Nobody mentioned yet...take cash...most if not all of the
vendors do not take credit cards...

Big attendance at the train show in Jacksonville yesterday...
did grab a set of 4 silver side Santa Fe passenger for 15.00.
Parentage unknown...trucks screwed on from INSIDE the cars...
anyone know who made them?

Don


----------



## Dave Farquhar (Feb 20, 2013)

Like Don said, take cash, and I'll add this: If you're making an offer on something less than the marked price, have exact change in hand and show it to the vendor while making the offer. When it's easier to take the money than say no, many people will take the money.


----------



## BigBaby (Jan 11, 2013)

Went to my first show a couple weeks ago. Thoroughly enjoyed it, picked up some rolling stock, learned about a couple train clubs in the area. Hell, my wife even bought a boxcar (yes it was Winnie the Pooh, but it was good to grt her involved). Will be going back for sure (this ones held each month), especially since I was pressed for time and didn't notice the other 2 rooms of vendors til we were on the way out. Definitely gotta remember cash, because not only do most vendors only accept cash it would seem most venues won't have ATM machines.


----------



## tjcruiser (Jan 10, 2010)

Ditto on the cash.

Remember, credit card payments cost vendors money ... 2% or 3% or something like that.

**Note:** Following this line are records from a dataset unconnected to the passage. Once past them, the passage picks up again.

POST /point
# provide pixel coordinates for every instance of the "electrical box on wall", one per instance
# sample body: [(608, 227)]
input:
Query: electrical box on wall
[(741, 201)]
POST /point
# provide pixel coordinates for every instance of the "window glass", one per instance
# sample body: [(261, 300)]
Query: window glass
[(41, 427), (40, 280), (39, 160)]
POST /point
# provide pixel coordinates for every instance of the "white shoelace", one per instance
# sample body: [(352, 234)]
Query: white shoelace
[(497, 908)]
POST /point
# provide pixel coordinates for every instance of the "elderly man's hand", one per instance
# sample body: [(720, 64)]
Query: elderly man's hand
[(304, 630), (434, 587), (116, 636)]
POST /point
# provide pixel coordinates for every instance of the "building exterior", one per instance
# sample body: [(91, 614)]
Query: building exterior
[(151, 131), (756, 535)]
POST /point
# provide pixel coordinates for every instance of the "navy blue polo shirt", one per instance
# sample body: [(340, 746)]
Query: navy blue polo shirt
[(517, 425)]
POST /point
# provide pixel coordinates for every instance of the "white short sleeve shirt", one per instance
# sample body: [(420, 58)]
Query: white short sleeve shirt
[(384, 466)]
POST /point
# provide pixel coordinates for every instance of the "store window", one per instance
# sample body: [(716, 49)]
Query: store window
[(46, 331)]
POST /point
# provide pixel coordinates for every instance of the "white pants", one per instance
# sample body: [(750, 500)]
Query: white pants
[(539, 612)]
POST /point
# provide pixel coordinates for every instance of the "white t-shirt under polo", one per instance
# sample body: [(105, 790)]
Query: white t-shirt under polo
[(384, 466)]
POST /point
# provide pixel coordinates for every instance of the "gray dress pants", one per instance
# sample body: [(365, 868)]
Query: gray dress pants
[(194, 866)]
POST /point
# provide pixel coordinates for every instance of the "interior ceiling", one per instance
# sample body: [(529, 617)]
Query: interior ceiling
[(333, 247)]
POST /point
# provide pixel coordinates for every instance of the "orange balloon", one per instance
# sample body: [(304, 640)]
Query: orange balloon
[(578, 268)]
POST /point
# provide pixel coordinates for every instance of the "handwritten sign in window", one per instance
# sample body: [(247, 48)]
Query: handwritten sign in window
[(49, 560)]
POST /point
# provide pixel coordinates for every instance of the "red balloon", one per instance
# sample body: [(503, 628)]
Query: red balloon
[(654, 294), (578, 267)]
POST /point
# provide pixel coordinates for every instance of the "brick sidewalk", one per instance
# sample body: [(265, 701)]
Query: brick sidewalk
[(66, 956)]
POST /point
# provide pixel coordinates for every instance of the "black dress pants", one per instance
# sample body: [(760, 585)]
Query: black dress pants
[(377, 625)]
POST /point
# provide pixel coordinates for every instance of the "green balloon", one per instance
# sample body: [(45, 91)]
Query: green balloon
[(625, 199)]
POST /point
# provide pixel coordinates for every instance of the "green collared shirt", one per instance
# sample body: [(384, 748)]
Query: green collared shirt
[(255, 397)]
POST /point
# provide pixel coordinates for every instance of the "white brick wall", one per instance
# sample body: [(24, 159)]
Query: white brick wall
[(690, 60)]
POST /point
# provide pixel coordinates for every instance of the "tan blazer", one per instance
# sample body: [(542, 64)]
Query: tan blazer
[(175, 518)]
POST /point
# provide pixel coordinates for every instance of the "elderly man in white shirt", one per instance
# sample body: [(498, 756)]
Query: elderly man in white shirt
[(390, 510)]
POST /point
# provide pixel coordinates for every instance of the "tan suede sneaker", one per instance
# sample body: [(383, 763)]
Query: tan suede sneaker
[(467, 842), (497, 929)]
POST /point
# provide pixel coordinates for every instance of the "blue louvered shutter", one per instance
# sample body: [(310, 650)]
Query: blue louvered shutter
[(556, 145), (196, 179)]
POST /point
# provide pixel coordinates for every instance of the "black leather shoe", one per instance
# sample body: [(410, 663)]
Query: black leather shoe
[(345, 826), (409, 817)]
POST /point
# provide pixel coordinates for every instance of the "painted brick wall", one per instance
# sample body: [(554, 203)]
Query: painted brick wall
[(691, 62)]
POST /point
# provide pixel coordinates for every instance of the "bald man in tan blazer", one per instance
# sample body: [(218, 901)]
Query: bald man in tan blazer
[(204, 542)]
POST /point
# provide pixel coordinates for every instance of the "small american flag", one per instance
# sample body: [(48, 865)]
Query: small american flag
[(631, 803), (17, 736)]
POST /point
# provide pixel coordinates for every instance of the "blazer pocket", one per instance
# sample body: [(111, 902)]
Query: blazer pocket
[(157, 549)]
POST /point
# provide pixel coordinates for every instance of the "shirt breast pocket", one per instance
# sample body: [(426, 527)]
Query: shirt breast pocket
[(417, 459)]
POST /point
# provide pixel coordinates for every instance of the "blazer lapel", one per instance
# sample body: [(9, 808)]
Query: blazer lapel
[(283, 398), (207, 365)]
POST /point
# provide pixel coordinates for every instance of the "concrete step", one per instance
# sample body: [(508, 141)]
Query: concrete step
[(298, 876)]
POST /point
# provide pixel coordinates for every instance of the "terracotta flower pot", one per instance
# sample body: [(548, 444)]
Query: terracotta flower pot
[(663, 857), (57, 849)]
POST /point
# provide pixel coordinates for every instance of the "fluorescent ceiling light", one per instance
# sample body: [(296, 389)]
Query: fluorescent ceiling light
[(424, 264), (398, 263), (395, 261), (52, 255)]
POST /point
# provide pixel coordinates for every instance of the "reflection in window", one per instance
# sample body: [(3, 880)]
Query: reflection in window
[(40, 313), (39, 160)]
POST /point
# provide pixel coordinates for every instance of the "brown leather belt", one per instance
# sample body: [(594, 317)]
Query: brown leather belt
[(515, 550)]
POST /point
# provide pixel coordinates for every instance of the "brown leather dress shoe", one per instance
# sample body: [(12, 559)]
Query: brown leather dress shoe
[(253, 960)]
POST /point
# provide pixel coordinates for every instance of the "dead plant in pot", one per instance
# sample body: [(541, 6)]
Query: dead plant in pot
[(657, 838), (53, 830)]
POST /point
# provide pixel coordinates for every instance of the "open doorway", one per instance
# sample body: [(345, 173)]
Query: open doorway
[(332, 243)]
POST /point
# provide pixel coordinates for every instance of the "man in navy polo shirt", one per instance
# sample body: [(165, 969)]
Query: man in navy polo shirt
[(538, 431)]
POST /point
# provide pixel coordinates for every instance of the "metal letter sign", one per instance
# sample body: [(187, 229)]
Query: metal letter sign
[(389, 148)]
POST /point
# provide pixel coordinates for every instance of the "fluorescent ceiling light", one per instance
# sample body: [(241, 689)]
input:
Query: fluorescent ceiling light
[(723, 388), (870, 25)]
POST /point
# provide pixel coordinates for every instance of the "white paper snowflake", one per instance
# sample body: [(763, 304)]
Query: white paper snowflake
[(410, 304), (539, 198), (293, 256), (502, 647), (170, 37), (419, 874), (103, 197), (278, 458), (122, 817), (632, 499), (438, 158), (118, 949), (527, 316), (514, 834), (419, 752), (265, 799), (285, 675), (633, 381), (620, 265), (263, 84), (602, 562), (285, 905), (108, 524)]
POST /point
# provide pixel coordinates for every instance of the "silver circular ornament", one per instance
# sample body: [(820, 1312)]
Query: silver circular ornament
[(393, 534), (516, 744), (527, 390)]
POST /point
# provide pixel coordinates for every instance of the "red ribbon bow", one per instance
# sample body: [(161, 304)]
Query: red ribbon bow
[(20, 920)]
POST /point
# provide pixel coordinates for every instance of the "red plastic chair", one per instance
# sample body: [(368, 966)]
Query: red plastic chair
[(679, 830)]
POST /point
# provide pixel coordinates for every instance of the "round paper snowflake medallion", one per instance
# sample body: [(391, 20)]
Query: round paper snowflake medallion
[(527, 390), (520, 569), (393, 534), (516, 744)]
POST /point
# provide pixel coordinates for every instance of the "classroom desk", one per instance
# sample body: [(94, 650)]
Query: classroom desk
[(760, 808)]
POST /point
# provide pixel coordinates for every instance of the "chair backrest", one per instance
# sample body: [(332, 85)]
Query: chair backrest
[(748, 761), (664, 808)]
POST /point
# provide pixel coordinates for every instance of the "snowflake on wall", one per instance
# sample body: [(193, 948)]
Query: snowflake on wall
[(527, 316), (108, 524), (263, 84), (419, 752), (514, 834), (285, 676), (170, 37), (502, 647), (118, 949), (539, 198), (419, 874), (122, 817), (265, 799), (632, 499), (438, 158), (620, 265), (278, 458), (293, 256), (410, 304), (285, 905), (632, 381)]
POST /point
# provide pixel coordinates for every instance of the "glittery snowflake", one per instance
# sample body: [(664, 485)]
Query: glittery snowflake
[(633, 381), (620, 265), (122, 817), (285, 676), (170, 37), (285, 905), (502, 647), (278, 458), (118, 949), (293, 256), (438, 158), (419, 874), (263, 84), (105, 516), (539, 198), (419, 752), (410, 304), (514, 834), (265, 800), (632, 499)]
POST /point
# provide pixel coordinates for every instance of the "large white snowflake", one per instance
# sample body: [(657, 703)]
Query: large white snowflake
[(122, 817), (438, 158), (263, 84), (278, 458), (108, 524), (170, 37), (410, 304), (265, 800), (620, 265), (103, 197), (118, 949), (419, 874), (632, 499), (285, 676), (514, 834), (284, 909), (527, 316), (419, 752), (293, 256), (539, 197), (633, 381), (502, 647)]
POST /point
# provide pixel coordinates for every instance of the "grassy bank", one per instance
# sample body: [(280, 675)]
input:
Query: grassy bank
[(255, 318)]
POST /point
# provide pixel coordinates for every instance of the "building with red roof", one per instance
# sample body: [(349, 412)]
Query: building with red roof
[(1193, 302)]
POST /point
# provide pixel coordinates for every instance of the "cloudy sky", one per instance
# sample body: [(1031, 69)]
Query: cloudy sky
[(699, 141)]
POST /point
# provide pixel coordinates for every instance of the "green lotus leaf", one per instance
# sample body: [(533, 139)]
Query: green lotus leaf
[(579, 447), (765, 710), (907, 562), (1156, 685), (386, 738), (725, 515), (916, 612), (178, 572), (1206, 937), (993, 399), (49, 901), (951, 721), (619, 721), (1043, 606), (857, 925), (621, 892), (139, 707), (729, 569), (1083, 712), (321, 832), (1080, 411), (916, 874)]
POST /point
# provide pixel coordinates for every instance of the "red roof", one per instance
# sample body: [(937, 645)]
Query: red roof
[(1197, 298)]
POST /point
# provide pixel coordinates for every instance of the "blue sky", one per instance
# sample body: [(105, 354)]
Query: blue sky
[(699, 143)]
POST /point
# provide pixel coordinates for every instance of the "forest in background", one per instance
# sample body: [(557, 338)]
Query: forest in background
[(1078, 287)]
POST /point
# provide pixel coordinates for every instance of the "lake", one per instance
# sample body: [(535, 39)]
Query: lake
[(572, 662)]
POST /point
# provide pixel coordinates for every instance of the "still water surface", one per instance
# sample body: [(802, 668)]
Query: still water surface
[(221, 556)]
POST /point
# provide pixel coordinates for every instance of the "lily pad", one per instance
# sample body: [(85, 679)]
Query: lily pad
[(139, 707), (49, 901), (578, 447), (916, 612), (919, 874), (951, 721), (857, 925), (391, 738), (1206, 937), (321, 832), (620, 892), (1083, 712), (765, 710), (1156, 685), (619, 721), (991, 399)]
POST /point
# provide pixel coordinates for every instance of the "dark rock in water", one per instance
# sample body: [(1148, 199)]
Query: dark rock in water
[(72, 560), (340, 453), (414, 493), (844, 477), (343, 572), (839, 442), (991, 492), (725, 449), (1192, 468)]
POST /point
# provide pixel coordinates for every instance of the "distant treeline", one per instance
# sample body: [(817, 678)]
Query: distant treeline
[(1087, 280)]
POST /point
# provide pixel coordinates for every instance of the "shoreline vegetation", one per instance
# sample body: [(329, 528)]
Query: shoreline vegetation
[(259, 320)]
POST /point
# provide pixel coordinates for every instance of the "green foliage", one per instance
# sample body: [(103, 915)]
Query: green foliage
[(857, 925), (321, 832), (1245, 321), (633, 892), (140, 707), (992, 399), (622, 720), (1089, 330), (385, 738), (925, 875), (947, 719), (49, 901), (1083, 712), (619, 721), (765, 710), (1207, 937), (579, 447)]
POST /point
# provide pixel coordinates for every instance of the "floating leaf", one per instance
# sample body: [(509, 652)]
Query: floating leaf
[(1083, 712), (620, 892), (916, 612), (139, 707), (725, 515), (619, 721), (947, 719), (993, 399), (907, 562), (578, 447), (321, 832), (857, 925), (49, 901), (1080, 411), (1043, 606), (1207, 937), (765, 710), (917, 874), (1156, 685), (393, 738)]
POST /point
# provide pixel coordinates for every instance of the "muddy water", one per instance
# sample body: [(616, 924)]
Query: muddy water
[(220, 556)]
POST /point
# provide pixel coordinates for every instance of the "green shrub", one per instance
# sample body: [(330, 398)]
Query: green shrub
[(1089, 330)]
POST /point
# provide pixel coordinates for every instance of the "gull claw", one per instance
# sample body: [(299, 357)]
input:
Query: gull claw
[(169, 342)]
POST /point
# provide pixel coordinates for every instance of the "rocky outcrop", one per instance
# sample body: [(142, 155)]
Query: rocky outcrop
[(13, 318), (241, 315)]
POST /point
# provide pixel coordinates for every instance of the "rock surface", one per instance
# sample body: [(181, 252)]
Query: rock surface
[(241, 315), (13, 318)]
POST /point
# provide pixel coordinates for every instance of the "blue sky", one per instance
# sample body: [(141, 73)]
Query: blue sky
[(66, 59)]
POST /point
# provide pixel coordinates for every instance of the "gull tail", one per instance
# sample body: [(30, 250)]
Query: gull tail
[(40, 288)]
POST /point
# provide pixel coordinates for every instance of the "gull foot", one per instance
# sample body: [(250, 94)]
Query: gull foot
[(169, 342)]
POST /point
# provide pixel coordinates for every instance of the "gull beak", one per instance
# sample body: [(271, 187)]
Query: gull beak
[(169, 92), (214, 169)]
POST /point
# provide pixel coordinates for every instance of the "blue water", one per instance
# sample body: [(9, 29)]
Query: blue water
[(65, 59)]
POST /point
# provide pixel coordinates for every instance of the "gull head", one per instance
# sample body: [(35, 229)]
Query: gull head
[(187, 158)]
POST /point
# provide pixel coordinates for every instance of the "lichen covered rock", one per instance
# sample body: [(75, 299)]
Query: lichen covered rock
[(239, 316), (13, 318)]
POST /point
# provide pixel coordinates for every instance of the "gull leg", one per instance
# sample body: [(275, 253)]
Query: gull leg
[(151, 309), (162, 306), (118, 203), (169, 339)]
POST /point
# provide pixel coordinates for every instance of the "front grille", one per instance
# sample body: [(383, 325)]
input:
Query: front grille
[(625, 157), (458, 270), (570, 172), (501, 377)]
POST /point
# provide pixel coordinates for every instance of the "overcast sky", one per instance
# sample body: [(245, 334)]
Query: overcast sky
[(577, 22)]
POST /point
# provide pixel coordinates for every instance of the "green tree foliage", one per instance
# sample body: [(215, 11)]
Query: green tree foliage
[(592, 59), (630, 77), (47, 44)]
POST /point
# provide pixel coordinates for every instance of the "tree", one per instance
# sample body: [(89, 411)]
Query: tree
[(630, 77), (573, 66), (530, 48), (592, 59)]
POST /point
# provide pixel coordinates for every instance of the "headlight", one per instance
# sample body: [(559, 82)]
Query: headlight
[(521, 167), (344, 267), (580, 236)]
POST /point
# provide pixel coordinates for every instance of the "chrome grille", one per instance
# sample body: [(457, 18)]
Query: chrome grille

Cash helps to "sweeten the deal", so to speak!

TJ


----------



## mafokken (Jan 3, 2013)

Thanks again for all the suggestions. Wow was the train show way overwhelming. Next time I think I'll go first without my kids and then bring them along on the following day.


----------



## tjcruiser (Jan 10, 2010)

Ha ha ... I know that drill ..

If I'm up for casual fun, i bring the kids. If I'm really in the hunt for some things, I go solo, especially at the bigger shows with lots of ground to cover.


----------



## Artieiii (Apr 25, 2011)

Bring a smartphone so you can double check to see if the price is really a good deal. 
-Art


----------



## broox (Apr 13, 2012)

mafokken said:


> Thanks again for all the suggestions. Wow was the train show way overwhelming. Next time I think I'll go first without my kids and then bring them along on the following day.


solid advice.


----------



## Dave Farquhar (Feb 20, 2013)

Lots of good advice in this thread. I've been known to scout out a show on my own in the morning, then bring my kids back in the afternoon. That way, I can look at what I want to look at, and then I know which vendors have the kind of stuff my kids will like, since they're both still very young and into Thomas.


----------